Hay apellidos que cargan épica propia. En la noche más ruidosa del Inca Garcilaso de la Vega, Alejandro Hohberg le hizo honor al suyo: un zurdazo desde afuera del área a los 40' del primer tiempo y otro grito en pleno descuento de la segunda mitad sellaron su doblete en el 4-0 de Cienciano sobre Lanús, la remontada que tumbó al campeón vigente de la CONMEBOL Sudamericana y devolvió al conjunto cusqueño a los Octavos de Final. A los 34 años, el mediapunta firmó una de las actuaciones de su vida. Y en su caso, la palabra "vida" nunca es un cliché.
Porque la historia de los Hohberg parece escrita por un guionista. Su abuelo, Juan Eduardo Hohberg, fue el delantero de Uruguay que marcó dos goles ante Hungría en la semifinal del Mundial de 1954 y que, en el festejo del empate, sufrió un paro cardíaco: lo reanimaron al borde del campo y volvió a jugar el alargue de aquel partido legendario. Ídolo de Peñarol y luego entrenador de la 'Celeste' en el Mundial de México 1970 -donde la condujo al cuarto puesto- don Juan Eduardo terminó radicado en el Perú, dirigió a los grandes del fútbol local y murió en Lima en 1996, cuando su nieto daba sus primeros pasos.

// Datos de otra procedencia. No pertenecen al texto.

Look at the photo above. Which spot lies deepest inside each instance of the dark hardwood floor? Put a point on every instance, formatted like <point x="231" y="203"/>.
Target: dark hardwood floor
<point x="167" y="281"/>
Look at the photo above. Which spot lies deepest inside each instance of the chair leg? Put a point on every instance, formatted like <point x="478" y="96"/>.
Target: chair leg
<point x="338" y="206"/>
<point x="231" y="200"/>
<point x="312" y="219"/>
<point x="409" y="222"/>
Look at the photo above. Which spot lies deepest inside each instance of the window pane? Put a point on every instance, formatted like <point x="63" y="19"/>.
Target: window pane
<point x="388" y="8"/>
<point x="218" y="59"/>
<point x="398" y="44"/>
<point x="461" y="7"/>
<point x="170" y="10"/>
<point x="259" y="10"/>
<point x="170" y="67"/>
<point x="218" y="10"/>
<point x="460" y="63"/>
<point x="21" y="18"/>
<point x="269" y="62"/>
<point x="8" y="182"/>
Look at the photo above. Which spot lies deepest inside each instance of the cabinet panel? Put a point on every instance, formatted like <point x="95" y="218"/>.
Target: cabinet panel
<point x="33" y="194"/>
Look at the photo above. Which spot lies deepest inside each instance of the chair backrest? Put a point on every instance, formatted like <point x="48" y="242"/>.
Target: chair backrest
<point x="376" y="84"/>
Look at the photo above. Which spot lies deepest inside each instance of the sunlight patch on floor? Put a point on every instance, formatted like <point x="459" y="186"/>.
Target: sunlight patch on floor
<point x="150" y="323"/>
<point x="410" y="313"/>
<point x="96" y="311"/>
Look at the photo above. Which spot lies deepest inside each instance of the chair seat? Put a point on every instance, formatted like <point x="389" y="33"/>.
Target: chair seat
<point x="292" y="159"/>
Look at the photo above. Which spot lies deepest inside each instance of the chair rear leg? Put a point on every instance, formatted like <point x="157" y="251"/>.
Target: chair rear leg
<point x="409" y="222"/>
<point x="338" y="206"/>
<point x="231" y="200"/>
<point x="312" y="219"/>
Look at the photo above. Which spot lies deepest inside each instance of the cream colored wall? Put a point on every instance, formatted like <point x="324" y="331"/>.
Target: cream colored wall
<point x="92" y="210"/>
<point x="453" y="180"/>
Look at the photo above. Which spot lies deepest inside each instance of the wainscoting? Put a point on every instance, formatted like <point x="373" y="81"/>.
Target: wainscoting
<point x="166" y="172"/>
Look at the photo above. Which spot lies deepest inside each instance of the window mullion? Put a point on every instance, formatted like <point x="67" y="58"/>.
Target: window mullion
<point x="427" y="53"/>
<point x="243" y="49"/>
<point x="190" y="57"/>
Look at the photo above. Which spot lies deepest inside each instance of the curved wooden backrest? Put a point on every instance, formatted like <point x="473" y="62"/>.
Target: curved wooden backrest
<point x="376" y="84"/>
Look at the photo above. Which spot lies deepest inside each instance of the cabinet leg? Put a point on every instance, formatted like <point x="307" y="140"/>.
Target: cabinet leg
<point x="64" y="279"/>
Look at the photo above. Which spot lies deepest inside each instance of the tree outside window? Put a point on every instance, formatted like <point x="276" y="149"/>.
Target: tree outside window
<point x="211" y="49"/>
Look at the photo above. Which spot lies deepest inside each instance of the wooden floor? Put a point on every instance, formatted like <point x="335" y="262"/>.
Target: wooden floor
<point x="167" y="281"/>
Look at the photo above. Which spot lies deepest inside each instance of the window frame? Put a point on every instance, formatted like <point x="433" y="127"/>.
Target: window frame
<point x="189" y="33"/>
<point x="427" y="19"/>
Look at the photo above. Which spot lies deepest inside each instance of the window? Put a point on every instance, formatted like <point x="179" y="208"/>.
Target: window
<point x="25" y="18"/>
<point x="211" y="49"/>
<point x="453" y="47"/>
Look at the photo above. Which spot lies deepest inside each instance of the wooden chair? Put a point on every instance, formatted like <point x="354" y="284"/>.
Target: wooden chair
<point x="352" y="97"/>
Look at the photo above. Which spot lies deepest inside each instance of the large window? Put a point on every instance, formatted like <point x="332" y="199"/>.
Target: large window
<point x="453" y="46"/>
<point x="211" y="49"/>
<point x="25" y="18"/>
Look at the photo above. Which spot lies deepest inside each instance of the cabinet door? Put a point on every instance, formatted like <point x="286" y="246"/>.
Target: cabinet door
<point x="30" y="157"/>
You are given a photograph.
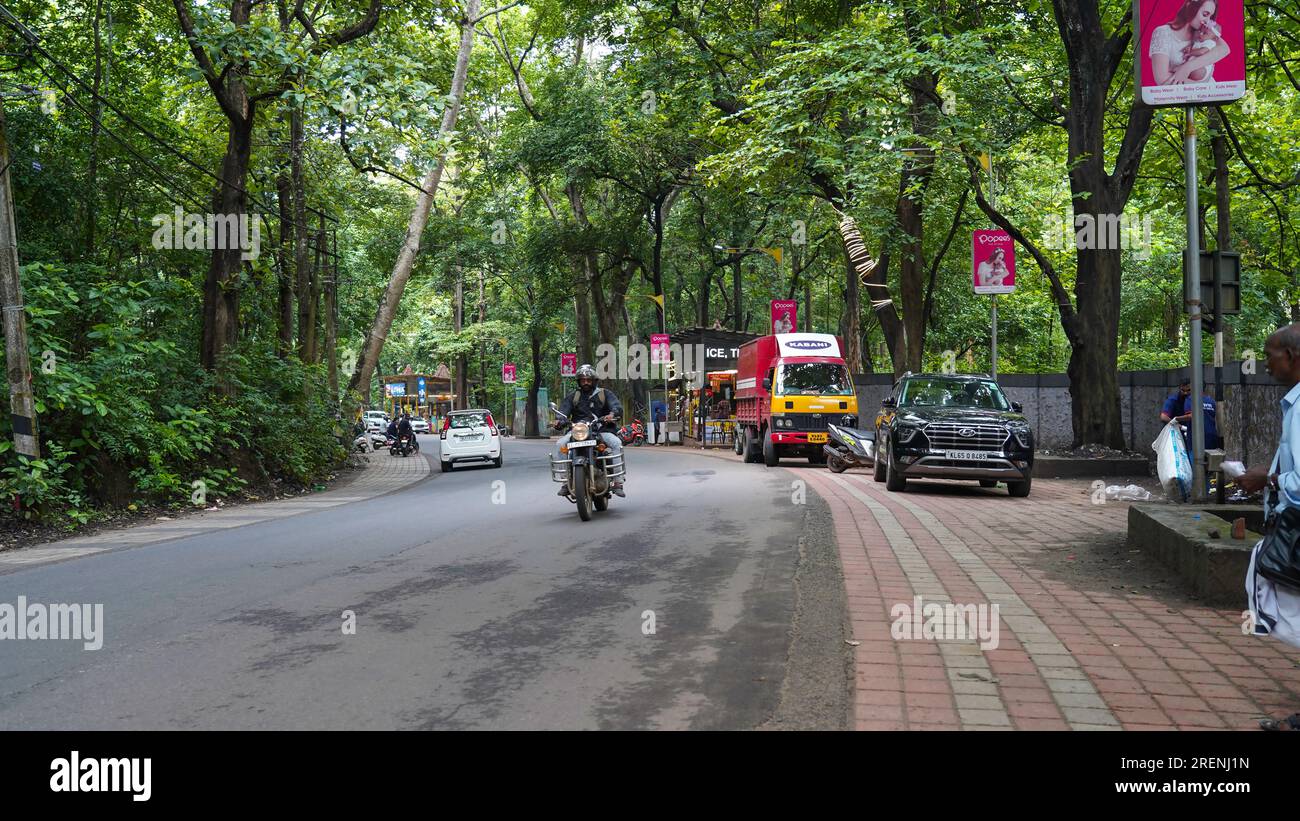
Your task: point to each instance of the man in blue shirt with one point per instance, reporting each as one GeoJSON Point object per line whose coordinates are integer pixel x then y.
{"type": "Point", "coordinates": [1179, 405]}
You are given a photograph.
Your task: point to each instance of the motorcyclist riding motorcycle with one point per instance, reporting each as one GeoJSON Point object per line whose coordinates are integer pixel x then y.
{"type": "Point", "coordinates": [406, 430]}
{"type": "Point", "coordinates": [589, 400]}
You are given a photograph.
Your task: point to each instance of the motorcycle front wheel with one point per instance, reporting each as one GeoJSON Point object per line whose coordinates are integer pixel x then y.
{"type": "Point", "coordinates": [581, 492]}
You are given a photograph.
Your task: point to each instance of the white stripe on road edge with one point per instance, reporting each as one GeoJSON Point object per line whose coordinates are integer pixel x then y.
{"type": "Point", "coordinates": [377, 478]}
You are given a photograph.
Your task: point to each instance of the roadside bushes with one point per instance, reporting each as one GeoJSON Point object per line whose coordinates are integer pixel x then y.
{"type": "Point", "coordinates": [126, 413]}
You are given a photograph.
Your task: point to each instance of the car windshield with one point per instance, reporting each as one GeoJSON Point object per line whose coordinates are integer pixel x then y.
{"type": "Point", "coordinates": [941, 392]}
{"type": "Point", "coordinates": [813, 379]}
{"type": "Point", "coordinates": [468, 420]}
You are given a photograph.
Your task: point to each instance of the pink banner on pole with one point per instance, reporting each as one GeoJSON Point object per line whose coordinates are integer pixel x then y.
{"type": "Point", "coordinates": [785, 316]}
{"type": "Point", "coordinates": [992, 261]}
{"type": "Point", "coordinates": [1190, 52]}
{"type": "Point", "coordinates": [659, 350]}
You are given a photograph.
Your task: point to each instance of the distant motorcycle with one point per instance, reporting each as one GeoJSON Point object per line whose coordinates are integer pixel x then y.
{"type": "Point", "coordinates": [402, 446]}
{"type": "Point", "coordinates": [588, 470]}
{"type": "Point", "coordinates": [849, 447]}
{"type": "Point", "coordinates": [635, 433]}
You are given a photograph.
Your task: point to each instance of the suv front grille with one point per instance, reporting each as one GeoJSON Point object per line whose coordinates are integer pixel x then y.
{"type": "Point", "coordinates": [947, 437]}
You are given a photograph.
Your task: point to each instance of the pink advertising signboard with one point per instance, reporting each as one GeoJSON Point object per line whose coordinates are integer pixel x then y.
{"type": "Point", "coordinates": [1190, 52]}
{"type": "Point", "coordinates": [992, 261]}
{"type": "Point", "coordinates": [659, 350]}
{"type": "Point", "coordinates": [785, 316]}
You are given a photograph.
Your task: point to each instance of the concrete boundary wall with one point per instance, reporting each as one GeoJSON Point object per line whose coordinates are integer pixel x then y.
{"type": "Point", "coordinates": [1248, 416]}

Alejandro nació en Lima en 1991, se crió en Uruguay desde los 7 años y se formó en las juveniles de Peñarol, el club de su abuelo. Debutó en Rentistas, pasó por Torque y en 2014 emprendió el camino inverso al de tantos: volvió al país donde había nacido. Perú lo adoptó de inmediato. Tras sus primeras temporadas en Melgar, San Martín y César Vallejo, su zurda lo llevó a un privilegio que pocos pueden contar: vistió las camisetas de los dos gigantes del clásico peruano y se coronó con ambas -campeón nacional con Alianza Lima en 2017 y ganador del Apertura 2020 con Universitario-, antes de sumar el Apertura 2021 y la Copa Bicentenario con Sporting Cristal. En el medio, Ricardo Gareca lo convocó a la selección peruana, con la que debutó en 2016 y disputó la Copa América Centenario.
Cuando muchos creían que su historia entraba en el epílogo, Hohberg eligió reinventarse. En 2025 fue capitán y bandera de Sport Boys, con nueve goles y siete asistencias en medio año, y en julio de ese año Cienciano lo llevó a la altura de Cusco con contrato hasta 2027. La apuesta era clara: jerarquía y gol para el sueño continental. El zurdo respondió con creces. En la Fase de Grupos de esta CONMEBOL Sudamericana ningún futbolista de Cienciano remató tanto como él: acumuló 25 disparos, la cifra más alta del plantel, y ya había convertido ante Académica Puerto Cabello en la campaña que depositó al equipo en los Playoffs.
Pero lo de anoche fue otra dimensión. Con la serie 0-2 en contra tras la ida, Cienciano necesitaba una gesta ante el vigente campeón del certamen, y Hohberg se puso la remontada al hombro junto a Beto Garcés: el doblete de cada uno, con las asistencias cruzadas entre ambos, construyó el 4-0 que consumó la clasificación. Para el club cusqueño, que había ganado su lugar en la historia grande al conquistar la Sudamericana 2003 ante River Plate y la Recopa 2004 ante Boca Juniors, fue además un guiño al pasado: un equipo argentino volvió a caer en Cusco, y esta vez el verdugo llevaba un apellido con memoria mundialista.
Lo que viene mantiene la vara alta: Botafogo, dueño de la mejor campaña de la Fase de Grupos, será el rival en los Octavos de Final. Allí estará Hohberg, el heredero que durante años intentó "no vivir de lo que hizo mi abuelo", como confesó alguna vez. Después de noches como la del Inca Garcilaso, ya no hace falta: la suya es, por derecho propio, una historia que también merece contarse.